Review of extradition cases urged
The British Government has been urged by a group of peers to look at extradition cases involving assurances from the other state.
The House of Lords Extradition Law Committee found that the system of accepting assurances cannot guarantee the UK is meeting its human rights obligations.
In addition, the Committee also called for the Government to look at its decision to means-test legal aid in extradition cases as it believes the most recent cost-benefit analysis was "neither sufficient nor credible".
Chairman of the Committee, Lord Inglewood, said: " The Government must examine the practice of extradition taking place on the basis of assurances from the Issuing State.
"Assurances are given when there is a real risk of a person's human rights being breached if they are extradited.
"The UK must be confident that it is fulfilling its obligation to ensure that extradition will not lead to human rights abuses.
"We are pleased that the Government is reviewing how assurances are monitored; this work must be completed as a matter of urgency.
"Furthermore, we believe that details of all assurances given to the UK should be collated and published regularly to improve the transparency of the process, enable the robust monitoring of assurances and allow for remedies and sanctions should the assurances not be adhered to."

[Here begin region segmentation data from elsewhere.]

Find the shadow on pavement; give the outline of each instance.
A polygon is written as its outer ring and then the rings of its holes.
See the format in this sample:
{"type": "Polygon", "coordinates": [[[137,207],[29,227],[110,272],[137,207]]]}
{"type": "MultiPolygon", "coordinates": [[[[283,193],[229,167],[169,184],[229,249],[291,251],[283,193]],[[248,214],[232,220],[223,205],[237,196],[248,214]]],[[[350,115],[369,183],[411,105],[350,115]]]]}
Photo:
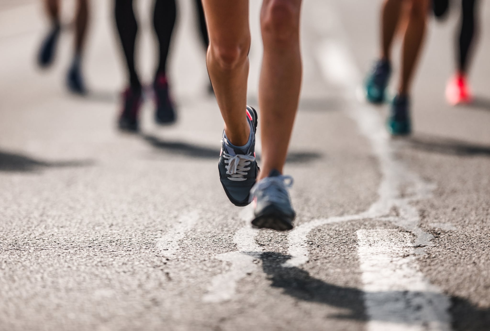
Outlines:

Lord Inglewood said he was "disturbed" that the main case for not retaining legal aid in extradition cases was an economic one with "little regard for the interests of justice".

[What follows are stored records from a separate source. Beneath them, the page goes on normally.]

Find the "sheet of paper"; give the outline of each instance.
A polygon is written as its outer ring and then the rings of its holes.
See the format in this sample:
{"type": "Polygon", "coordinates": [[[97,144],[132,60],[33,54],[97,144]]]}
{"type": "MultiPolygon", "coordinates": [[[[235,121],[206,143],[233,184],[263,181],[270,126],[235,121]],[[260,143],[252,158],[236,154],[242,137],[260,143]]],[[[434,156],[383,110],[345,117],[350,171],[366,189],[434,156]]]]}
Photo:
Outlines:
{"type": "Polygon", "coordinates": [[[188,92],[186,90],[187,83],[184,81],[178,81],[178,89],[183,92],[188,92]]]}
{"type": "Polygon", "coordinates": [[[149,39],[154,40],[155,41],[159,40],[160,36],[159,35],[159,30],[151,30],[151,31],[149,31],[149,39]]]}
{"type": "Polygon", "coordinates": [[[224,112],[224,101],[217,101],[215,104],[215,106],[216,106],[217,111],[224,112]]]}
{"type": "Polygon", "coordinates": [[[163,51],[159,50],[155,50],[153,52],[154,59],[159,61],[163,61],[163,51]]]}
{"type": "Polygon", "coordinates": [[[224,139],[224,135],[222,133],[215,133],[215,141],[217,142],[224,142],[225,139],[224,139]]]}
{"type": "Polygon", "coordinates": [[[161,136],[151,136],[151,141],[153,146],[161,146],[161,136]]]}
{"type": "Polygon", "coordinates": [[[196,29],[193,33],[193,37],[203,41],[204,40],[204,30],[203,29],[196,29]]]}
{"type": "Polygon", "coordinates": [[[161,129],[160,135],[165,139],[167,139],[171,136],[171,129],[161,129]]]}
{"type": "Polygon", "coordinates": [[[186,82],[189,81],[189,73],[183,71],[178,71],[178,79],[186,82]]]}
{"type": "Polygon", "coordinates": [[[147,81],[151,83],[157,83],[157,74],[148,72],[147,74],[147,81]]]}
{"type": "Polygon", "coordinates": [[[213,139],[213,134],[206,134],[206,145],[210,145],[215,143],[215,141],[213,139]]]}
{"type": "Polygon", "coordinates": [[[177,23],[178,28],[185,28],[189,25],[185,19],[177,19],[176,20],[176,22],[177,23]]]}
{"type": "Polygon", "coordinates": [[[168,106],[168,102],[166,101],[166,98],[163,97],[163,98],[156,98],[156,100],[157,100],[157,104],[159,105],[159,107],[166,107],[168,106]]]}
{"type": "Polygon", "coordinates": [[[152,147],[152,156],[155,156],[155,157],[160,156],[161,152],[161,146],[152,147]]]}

Looking at the UK and US extradition agreement, the group of peers flagged concerns about the US justice system, particularly lengthy periods of pre-trial detention and difficulties in obtaining bail.
However, the courts have found the US justice system to be compliant with the European Convention on Human Rights.
The Committee recommends that the Government seeks a clearer understanding with the US as to how those who are extradited will be treated.